An education in emergencies “scorecard” published by A World at School last month revealed that in 2015 more than 80 million children and young people had their education disrupted or destroyed by emergencies and prolonged crises.
Record numbers of attacks on schools, natural disasters, wars and the largest refugee crisis since World War II have increased the need for education in emergencies.
Nepalese children back at school months after the 2015 earthquake
Despite this, less than 2% of all humanitarian funding has gone to education every year since 2010. There is now an annual shortfall of about $9 billion for education in emergencies.
The charities warned that the new fund must:
- Be financed with multi-year donor commitments
- Be supported by new funding and resources that are ambitious enough to address the scale of the crisis in education and emergencies
- Be supported by resources that are additional – and not at the expense of other critical education and poverty-fighting interventions
- Build on existing financing mechanisms to ensure smooth transition from crisis response to longer-term development of education systems
Rob Williams, CEO of War Child UK, said: “We need the new education crisis platform to be ambitiously funded from its launch.
“The cost to the international community of not doing so, the cost of more lost generations of children denied their right to education, is just too high.”
Jennifer Rigg, Executive Director of the Global Campaign for Education US, said: “Around the world we are facing lost futures for millions of children, youth and families as prolonged crises and emergencies destroy communities and disrupt lives.
Alison, 14, reads at a camp for internally displaced people in conflict-torn Central African Republic Picture: UNICEF/Bindra
“The current average displacement due to refugee situations is 17 years.

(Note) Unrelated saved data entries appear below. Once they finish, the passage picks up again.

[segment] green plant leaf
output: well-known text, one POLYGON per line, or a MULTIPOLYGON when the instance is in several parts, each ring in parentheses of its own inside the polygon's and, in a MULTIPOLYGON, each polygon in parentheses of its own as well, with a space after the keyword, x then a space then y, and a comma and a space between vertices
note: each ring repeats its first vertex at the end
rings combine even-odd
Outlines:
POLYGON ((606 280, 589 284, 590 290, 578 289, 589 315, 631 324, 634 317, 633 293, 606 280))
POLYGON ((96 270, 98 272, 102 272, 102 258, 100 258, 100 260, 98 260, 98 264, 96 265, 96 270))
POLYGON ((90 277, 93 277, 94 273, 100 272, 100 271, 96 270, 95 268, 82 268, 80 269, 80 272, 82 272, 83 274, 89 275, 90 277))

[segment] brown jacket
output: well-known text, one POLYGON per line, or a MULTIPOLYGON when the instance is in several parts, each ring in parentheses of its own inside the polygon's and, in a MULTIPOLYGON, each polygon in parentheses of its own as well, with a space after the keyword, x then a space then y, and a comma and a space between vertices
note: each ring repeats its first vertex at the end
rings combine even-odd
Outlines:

Education is a life-saving intervention and universal right that simply cannot wait.
“New and additional funding is required to equip children and youth with the tools to rebuild their futures and the futures of their communities.”
Ben Hewitt, Director of Campaigns and Communications for Theirworld, said: “We cannot stand by while children are shut out from the opportunity for an education due to conflicts and disasters.
“We must bring new and immediate financing to deliver education alongside protection and other essential social services. It is imperative we invest in hope, and the future.
“Getting children back into school and keeping them there can prevent risks of exploitation, early marriage, trafficking and extremism.”
The charities’ call comes after A World at School launched the #SafeSchools campaign last month. We believe the new platform can – and must reach – at least 20 million children annually within five years – with a plan in place to reach every child by 2030.